Map of the Week: Pulse Plotting, the Vital Signs of Water Gauging in TZA
Welcomer Aurelia Moser (@auremoser) to our Map of the Week series. She is a developer for [Knight Mozilla Open News] in Brooklyn NY. She has worked on projects for Ushahidi and Internews Kenya building interactive visualizations to support data journalism and crisis mapping globally. Find her at algorhyth.ms and listen in for her radio show based on the semantic web at Stereo Semantics.
There's a part of Paul Ford's talk 10 Timeframes where he goes over the various incrementations we apply to our daily lives and how our understanding of time with the advent of computers has become progressively more infintessimal down now to the nanosecond. Eventually he settles on the "heartbeat" as the most genuine temporal segment selected for its consistency in tenor-ing time and for its humanity.

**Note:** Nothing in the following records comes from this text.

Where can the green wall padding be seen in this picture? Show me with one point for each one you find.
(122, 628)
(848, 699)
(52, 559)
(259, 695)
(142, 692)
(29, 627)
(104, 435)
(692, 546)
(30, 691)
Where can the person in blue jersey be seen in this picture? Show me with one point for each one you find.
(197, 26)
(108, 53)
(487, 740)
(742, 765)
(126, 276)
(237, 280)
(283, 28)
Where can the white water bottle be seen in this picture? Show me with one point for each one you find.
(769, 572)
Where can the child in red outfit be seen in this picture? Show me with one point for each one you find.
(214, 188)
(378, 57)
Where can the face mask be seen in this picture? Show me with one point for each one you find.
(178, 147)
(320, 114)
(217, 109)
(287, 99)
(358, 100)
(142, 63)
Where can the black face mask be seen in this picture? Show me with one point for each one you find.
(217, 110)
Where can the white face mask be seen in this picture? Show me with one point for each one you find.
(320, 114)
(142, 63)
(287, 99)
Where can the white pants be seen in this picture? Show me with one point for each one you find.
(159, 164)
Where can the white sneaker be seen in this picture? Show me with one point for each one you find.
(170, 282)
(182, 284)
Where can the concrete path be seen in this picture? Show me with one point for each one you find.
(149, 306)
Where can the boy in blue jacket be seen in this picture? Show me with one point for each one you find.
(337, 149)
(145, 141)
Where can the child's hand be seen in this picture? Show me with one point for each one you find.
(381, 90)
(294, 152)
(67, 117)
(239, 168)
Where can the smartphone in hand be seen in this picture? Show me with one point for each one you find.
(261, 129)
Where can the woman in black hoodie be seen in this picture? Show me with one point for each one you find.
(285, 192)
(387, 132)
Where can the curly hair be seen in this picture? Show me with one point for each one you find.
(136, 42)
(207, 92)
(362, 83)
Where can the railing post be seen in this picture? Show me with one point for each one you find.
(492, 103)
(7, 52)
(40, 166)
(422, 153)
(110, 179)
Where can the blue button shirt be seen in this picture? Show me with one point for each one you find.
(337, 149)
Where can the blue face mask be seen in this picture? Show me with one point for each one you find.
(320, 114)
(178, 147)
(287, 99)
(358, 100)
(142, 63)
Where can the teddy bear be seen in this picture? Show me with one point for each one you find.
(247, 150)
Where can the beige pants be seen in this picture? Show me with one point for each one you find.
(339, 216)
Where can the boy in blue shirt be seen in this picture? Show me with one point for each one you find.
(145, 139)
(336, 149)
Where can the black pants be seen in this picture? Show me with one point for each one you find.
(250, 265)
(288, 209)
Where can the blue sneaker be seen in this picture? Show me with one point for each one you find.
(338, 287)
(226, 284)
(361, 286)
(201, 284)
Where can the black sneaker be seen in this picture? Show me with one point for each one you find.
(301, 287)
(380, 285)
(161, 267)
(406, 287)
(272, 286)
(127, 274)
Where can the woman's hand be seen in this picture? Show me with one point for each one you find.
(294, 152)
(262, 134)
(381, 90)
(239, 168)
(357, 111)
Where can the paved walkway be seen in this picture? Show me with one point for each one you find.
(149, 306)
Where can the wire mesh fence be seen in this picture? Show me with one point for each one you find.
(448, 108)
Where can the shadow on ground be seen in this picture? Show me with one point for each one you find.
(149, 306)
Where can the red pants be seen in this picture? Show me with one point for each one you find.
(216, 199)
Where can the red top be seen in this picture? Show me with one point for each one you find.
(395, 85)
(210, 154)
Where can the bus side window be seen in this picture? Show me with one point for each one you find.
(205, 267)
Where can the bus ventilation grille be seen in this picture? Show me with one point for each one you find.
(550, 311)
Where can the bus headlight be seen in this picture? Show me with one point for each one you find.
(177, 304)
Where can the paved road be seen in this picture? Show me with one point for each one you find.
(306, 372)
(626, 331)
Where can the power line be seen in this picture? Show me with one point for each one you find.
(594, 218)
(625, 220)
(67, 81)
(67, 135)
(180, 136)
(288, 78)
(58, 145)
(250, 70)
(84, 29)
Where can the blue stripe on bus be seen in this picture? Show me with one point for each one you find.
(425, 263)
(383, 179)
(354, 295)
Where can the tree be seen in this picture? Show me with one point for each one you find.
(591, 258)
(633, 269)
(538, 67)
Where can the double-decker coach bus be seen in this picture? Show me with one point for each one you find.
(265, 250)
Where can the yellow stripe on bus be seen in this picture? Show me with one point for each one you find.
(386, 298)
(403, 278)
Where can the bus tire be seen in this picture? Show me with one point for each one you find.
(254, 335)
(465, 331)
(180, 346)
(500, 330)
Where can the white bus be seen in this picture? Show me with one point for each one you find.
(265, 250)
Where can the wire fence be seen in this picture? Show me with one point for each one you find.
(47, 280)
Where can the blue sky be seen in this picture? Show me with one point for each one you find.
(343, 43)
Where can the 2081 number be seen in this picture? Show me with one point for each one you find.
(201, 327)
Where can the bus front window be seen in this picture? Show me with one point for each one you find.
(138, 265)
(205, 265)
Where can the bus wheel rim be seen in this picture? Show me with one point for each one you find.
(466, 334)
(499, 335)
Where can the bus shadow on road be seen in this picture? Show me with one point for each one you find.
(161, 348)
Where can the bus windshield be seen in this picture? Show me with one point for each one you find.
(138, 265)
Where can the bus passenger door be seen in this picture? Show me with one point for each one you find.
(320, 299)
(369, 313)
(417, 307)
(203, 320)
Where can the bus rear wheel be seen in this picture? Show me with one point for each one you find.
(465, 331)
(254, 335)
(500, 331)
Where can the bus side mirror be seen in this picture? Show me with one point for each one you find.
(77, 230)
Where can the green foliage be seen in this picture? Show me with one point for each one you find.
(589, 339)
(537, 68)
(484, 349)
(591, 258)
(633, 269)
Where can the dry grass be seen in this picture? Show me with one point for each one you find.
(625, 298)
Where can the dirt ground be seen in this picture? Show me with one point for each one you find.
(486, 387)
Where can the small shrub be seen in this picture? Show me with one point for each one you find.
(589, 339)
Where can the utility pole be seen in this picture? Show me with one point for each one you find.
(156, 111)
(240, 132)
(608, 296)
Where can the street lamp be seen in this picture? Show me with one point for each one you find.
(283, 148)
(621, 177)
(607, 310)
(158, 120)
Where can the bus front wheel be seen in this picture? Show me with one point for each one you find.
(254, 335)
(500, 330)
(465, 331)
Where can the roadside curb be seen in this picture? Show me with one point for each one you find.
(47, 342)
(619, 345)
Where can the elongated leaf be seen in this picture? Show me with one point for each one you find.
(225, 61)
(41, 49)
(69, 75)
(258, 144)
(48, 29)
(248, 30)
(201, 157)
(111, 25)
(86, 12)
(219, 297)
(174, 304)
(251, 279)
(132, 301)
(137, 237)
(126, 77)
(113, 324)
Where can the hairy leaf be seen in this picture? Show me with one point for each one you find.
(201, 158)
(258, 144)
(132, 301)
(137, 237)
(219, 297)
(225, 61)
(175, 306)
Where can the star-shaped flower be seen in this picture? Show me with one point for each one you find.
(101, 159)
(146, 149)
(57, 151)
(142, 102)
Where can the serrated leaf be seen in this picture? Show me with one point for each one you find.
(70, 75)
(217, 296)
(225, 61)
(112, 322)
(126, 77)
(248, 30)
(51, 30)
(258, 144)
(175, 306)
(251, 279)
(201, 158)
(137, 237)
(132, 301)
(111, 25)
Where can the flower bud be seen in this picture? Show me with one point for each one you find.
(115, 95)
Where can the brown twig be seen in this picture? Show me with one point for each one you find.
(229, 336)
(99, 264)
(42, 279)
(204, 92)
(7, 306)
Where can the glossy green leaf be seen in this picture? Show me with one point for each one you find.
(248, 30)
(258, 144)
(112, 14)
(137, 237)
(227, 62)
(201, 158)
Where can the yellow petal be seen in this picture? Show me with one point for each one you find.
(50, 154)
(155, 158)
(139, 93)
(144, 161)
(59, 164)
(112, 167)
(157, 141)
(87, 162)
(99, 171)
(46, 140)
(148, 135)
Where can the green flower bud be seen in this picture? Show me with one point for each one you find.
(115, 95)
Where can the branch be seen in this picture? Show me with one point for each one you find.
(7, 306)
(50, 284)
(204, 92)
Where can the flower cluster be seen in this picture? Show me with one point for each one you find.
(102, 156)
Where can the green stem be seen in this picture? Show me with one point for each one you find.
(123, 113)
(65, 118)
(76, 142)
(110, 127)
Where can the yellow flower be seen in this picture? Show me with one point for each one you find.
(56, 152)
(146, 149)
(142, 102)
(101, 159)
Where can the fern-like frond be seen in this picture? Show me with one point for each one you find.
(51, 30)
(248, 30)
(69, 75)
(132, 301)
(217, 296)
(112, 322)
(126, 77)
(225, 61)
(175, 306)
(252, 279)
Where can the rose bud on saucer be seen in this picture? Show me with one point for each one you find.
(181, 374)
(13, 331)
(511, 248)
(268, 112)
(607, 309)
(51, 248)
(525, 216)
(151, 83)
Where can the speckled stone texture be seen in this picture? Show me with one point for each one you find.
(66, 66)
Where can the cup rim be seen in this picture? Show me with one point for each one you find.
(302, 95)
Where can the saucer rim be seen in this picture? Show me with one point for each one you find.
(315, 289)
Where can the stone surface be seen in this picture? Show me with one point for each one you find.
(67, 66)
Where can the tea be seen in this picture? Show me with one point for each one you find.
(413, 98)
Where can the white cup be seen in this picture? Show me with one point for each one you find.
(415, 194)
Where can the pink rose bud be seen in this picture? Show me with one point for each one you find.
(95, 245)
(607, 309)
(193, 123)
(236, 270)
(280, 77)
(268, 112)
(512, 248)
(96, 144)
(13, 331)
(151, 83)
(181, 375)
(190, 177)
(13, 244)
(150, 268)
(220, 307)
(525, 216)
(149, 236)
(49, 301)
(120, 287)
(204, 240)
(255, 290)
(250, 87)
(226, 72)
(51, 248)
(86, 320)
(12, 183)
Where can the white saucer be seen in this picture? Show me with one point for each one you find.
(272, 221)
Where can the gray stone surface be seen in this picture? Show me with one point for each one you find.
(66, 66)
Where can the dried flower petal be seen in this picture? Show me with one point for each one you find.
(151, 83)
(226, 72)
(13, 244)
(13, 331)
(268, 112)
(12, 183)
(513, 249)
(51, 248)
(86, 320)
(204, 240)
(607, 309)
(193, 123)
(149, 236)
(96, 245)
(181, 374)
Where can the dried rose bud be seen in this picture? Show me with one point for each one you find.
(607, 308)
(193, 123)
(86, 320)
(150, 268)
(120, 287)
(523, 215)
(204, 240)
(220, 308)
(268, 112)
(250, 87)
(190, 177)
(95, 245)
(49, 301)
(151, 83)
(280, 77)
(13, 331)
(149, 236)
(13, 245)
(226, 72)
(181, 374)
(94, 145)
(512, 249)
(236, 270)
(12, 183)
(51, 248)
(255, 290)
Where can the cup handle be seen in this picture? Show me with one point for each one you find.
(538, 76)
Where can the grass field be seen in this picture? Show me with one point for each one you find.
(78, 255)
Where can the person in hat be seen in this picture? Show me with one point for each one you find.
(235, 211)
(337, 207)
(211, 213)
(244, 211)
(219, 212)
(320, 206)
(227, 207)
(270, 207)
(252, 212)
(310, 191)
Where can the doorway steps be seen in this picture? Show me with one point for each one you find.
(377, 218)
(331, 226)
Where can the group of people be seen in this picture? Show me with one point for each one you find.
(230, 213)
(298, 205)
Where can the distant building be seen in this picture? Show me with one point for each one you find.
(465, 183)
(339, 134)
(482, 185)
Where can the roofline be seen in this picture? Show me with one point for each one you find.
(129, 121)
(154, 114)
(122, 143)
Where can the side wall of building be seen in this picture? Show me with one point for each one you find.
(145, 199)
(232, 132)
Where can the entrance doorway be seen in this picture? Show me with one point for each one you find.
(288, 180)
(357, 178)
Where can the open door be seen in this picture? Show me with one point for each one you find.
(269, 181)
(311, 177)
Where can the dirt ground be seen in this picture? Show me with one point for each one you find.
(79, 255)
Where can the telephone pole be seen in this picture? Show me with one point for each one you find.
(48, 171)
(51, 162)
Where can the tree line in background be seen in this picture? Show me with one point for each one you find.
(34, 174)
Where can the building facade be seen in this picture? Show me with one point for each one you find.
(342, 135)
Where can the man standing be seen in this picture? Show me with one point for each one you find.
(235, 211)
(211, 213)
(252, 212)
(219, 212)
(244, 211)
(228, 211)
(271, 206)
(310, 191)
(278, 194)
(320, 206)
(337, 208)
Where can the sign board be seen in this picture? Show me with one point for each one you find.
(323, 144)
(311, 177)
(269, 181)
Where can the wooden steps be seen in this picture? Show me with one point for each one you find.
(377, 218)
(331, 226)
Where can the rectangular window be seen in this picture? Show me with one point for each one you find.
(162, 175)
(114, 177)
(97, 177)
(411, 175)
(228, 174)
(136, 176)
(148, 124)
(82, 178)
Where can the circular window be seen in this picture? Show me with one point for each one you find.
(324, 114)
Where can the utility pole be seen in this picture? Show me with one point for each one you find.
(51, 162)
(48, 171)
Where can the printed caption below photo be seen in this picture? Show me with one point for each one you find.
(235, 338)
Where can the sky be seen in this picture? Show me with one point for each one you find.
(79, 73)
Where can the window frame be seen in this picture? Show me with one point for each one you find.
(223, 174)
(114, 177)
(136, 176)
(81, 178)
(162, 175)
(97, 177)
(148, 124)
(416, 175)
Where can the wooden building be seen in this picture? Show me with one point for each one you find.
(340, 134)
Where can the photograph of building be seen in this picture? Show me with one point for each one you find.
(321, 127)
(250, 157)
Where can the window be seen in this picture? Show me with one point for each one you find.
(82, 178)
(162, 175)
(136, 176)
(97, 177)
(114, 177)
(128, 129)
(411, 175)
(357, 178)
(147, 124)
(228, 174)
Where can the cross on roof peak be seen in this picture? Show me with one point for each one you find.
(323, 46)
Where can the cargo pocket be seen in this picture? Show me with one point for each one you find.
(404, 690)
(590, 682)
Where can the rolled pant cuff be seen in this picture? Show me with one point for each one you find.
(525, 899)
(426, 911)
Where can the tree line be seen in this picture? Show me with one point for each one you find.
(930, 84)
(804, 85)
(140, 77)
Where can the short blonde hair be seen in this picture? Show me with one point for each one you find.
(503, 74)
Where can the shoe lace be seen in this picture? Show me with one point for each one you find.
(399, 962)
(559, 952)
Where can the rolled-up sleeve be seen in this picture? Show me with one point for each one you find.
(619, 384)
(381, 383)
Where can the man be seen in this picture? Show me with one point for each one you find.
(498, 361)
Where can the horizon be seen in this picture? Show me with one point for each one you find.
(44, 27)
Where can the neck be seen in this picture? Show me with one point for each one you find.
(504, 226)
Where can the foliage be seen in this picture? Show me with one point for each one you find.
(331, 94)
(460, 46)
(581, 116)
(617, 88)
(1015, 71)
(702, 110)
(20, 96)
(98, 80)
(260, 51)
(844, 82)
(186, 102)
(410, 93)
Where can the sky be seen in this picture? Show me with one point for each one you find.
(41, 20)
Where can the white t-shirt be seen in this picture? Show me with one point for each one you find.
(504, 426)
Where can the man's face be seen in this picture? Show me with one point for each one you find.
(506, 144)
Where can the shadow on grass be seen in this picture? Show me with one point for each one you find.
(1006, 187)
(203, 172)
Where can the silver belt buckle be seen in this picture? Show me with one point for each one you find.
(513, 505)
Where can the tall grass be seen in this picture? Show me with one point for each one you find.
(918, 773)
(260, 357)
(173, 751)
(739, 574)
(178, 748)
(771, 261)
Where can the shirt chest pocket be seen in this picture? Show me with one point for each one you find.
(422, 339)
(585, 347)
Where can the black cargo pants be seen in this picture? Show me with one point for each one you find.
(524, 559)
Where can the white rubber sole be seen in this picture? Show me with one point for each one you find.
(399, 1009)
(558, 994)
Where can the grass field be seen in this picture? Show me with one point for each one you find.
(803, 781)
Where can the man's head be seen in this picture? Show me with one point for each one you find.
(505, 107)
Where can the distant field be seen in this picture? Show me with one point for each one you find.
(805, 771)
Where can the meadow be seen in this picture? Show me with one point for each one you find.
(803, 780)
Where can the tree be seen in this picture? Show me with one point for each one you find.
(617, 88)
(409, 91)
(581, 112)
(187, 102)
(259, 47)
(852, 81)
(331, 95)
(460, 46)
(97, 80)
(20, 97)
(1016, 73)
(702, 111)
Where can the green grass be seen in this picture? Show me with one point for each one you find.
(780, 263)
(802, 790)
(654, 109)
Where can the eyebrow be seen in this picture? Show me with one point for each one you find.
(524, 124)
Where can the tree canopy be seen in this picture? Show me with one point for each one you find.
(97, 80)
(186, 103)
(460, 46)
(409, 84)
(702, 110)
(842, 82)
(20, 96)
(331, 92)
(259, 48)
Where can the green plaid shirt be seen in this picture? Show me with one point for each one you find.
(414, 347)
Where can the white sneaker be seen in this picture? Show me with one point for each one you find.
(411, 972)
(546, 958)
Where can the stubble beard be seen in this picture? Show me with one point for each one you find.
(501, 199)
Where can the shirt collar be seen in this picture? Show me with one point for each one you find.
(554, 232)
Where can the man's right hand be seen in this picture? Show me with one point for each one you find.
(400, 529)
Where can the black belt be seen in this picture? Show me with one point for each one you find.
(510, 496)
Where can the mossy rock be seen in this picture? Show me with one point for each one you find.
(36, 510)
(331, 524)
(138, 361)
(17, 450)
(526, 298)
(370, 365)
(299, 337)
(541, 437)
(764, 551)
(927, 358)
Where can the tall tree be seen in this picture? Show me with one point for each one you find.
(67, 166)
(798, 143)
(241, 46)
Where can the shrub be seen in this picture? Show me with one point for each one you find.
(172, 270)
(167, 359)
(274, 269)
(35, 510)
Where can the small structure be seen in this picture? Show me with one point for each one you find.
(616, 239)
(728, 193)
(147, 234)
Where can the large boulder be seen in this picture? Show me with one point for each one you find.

Often when we build digital things I think we emphasize the mechanics of them over the human expressive potential they enable. There's a humanism to making maps human-designed guides for global navigation and sometimes I get the opportunity to plot data to a map like the thumpthump of a heartbeat on our planet; somehow feebily expressive of the natural breath and health of our globe as it grows. I work for a tech company that builds open source tools to crowdsource mapping accross the planet; we're called Ushahidi a word that means "witness"" in Swahili. Occasionally we dabble in plugging sensor data into deployments of our self-titled mapping platform.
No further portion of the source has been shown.